Solving the world’s water problems is a daunting, expensive task — or so we’ve imagined. But a simple invention has the potential to one day positively transform the lives of one billion people in Africa by offering them easy and inexpensive access to safe drinking water, reports an article on The Smithsonian website.
WarkaWater, the brainchild of Italian industrial designers Arturo Vittori and Andreas Vogler, is a straightforward structure (imagine a 30-foot-high vase) that pulls water from the air via a natural process. The water tower is handmade and comprised of natural materials. More importantly, it is easily assembled and inexpensive, coming in at around $500, according to the article.
The invention is most notable for its low-tech solution to the problem of providing people in remote areas with fresh, safe drinking water.
Here’s how it works: In the centre of the structure, which is protected from the wind by a latticework of stalks, hangs a mesh net. That net collects dew, which eventually turns into droplets that slide down the net and get collected in a container for use.

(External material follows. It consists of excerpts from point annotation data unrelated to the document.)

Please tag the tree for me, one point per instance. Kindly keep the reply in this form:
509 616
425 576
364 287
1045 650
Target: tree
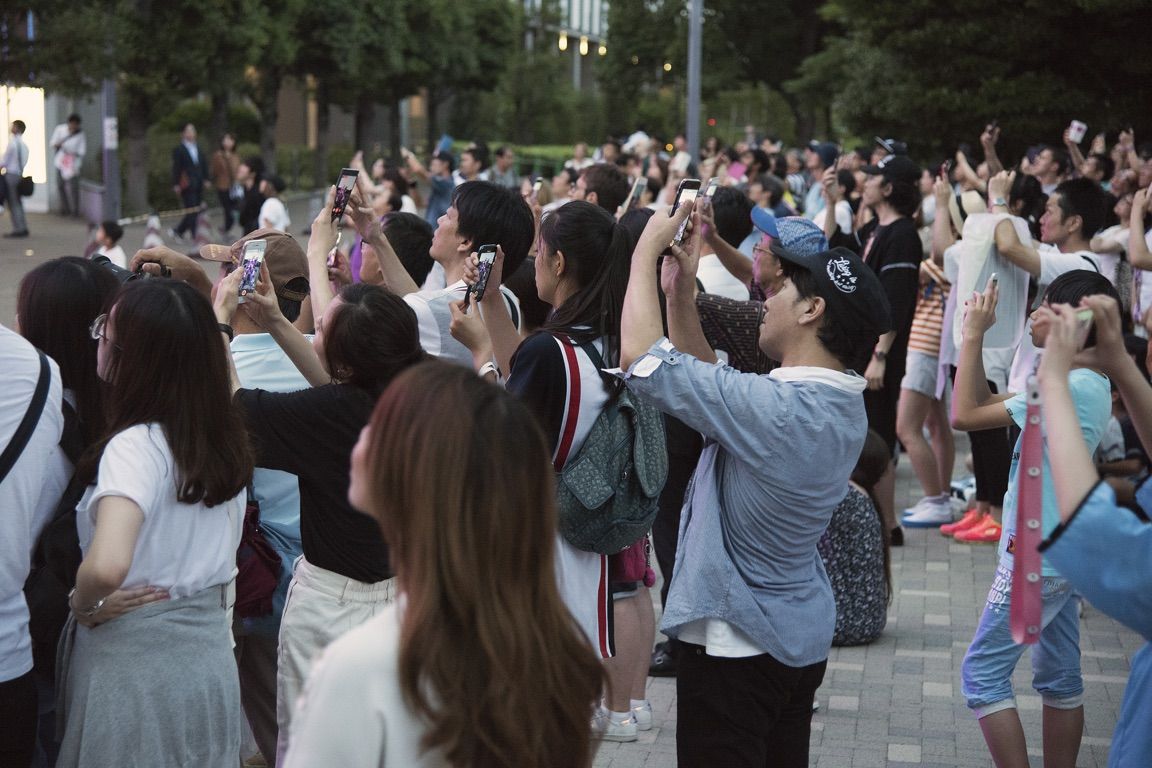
911 65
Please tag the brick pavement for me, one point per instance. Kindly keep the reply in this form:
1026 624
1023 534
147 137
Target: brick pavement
897 701
894 702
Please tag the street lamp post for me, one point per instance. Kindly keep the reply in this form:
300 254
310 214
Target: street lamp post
695 22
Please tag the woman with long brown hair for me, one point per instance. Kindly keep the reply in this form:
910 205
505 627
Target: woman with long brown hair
478 663
157 684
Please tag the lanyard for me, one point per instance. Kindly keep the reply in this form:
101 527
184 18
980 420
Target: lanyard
1027 599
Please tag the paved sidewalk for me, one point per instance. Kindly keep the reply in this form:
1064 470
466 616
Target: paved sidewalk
897 701
894 702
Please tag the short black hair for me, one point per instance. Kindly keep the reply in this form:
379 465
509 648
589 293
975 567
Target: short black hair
609 183
733 212
411 238
113 229
490 213
851 349
1086 199
1071 287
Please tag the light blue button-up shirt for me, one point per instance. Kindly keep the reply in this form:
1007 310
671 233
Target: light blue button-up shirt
778 455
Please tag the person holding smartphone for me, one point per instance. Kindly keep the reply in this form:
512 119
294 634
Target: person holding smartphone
750 600
364 337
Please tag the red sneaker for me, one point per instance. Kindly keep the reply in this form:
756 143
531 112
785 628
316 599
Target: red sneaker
970 518
986 532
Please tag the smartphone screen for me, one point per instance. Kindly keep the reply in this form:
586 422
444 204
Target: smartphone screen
486 257
345 187
686 192
634 197
250 263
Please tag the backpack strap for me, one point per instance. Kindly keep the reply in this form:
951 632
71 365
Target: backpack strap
571 409
31 418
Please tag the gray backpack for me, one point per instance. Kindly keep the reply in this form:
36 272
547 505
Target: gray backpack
608 493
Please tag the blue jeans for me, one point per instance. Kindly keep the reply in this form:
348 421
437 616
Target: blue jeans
992 656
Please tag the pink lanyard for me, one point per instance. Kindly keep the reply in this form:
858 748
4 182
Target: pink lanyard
1027 599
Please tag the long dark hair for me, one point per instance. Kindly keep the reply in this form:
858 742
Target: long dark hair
168 367
597 259
373 334
55 305
489 654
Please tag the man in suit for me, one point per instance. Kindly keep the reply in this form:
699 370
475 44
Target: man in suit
189 174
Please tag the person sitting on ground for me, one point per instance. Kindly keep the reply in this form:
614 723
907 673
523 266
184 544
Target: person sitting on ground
855 553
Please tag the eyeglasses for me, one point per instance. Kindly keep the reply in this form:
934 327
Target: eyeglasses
97 331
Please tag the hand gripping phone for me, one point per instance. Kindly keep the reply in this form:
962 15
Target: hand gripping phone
250 263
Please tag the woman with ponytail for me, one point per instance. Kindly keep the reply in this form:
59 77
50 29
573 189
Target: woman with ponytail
364 337
582 263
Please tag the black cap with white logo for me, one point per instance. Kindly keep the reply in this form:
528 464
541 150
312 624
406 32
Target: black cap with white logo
851 293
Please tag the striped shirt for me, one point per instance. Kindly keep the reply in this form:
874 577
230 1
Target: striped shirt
927 320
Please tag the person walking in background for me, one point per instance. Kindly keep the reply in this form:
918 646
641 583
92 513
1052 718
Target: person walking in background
189 174
69 145
15 158
225 164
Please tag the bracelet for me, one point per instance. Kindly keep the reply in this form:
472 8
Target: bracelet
92 610
490 367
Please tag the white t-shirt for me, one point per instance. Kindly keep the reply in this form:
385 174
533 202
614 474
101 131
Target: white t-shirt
182 548
274 215
715 279
1053 264
22 492
351 712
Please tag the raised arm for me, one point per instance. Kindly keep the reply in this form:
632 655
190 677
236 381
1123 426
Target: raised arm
395 276
1073 472
639 324
974 405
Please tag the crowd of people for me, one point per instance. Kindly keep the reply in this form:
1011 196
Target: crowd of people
328 508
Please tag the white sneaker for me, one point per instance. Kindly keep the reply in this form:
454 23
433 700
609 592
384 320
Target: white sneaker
605 725
642 714
932 514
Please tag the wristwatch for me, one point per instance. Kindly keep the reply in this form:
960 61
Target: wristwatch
92 610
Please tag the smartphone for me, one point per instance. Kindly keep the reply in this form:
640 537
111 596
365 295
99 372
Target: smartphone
345 187
250 263
686 192
486 257
634 196
1083 327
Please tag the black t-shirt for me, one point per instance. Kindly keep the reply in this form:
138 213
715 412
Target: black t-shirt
311 434
894 255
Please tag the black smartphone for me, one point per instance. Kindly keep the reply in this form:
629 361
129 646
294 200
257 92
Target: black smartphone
250 263
687 191
345 187
486 257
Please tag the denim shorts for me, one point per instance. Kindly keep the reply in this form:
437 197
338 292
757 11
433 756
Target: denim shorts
992 656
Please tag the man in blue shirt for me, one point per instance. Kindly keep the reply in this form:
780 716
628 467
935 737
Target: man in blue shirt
750 600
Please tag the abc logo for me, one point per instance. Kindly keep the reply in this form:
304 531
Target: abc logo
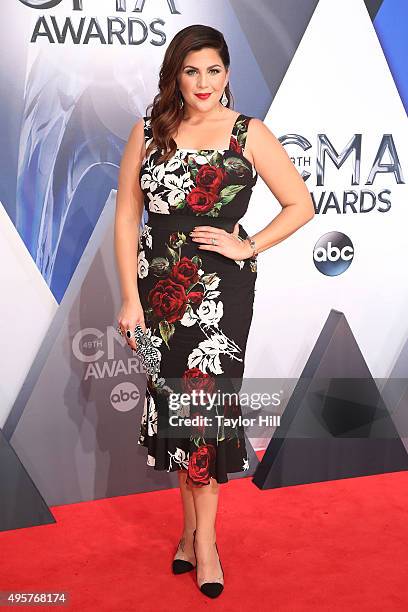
333 253
124 396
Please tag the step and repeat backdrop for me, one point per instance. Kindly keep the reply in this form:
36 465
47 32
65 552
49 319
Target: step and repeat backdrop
329 78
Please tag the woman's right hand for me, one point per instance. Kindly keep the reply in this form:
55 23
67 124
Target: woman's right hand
129 316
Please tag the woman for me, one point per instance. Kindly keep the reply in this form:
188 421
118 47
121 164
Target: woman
193 164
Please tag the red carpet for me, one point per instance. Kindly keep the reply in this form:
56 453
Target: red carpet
330 546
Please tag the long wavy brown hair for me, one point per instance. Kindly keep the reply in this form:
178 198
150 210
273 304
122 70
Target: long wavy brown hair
166 111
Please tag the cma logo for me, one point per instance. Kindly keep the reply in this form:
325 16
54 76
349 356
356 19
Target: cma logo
333 253
78 5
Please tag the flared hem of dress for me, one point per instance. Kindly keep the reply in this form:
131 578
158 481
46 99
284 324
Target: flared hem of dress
151 461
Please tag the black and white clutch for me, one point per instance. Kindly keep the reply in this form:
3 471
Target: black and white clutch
145 350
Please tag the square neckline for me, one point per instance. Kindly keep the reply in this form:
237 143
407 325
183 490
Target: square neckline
187 150
222 150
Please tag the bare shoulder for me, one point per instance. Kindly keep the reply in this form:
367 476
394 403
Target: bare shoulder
259 133
136 136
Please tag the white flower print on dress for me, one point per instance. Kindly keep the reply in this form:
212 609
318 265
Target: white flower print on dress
180 457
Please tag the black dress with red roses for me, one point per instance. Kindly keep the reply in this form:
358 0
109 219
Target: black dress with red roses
198 307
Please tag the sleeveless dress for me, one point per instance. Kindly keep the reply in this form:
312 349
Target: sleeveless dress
198 307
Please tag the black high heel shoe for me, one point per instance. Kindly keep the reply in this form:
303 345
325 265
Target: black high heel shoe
211 589
181 566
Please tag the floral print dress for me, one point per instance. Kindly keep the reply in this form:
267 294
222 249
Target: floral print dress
197 304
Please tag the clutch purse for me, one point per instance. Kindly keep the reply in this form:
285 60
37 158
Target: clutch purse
145 350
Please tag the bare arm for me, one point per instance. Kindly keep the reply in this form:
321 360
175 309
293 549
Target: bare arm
275 167
129 208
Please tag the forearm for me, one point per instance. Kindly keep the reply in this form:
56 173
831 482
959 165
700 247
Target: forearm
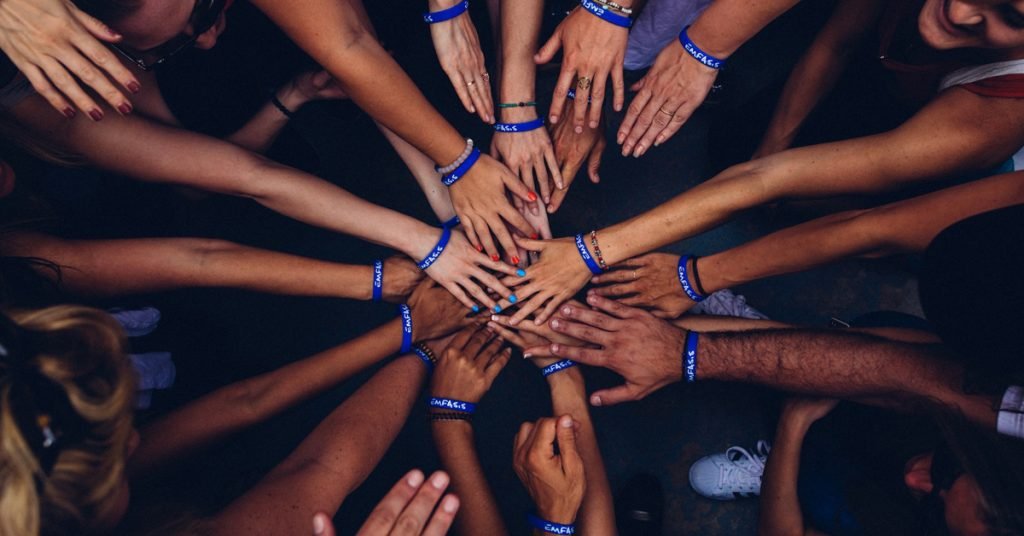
479 513
568 396
337 35
780 512
845 365
243 404
110 268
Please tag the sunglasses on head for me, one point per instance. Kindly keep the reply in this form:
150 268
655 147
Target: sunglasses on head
203 17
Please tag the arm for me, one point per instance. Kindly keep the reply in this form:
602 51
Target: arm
817 71
243 404
109 268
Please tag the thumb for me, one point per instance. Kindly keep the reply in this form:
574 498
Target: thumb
613 396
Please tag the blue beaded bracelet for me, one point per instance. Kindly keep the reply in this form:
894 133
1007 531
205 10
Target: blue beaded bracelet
684 281
463 168
446 14
605 14
690 358
591 263
378 280
698 54
557 366
550 527
407 328
453 405
438 249
519 127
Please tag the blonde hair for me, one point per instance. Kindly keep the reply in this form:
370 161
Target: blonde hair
81 351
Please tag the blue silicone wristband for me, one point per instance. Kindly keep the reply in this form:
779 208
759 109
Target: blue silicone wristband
451 178
698 54
684 281
606 15
591 263
519 127
425 359
446 14
378 280
438 249
452 405
690 358
407 328
557 366
550 527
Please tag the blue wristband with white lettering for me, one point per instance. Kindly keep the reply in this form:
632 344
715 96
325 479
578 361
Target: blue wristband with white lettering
591 263
519 127
690 358
446 14
694 50
550 527
558 366
378 280
684 281
438 249
605 14
407 328
463 168
452 405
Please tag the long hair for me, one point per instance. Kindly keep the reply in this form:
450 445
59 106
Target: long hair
79 351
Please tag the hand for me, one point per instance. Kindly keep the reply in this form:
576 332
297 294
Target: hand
555 482
570 150
480 201
461 270
592 48
55 46
673 88
646 352
435 312
459 52
406 510
466 370
529 155
649 281
400 278
558 276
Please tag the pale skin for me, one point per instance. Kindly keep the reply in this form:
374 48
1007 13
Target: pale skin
906 227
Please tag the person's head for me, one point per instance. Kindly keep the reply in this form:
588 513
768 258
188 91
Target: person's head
973 24
159 29
973 483
67 392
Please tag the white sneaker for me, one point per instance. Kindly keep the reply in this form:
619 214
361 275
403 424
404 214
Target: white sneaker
732 475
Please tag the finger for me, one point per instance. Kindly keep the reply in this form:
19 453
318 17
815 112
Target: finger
382 519
440 522
415 517
614 396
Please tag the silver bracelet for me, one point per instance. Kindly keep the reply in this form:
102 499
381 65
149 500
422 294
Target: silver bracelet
458 162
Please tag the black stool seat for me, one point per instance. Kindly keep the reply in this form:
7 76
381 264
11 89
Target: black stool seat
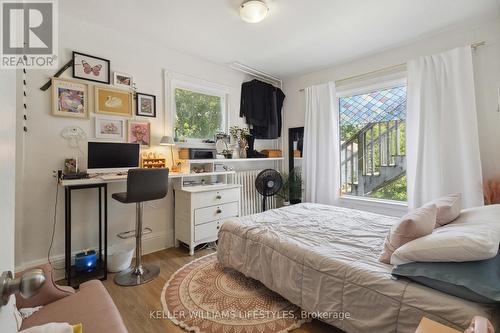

According to Vittori one tower can provide up to 25 gallons of safe drinking water. He and his partners have already placed WarkaWater Towers in Ethiopia and parts of Africa, where there’s some of the worst quality drinking water in the world, and in some areas, women and children must walk up to six hours in search of potable water.
To Vittori that’s time better spent being kids.
“It’s not just illnesses that we’re trying to address. Many Ethiopian children from rural villages spend several hours every day to fetch water, time they could invest for more productive activities and education,” Vittori told the magazine.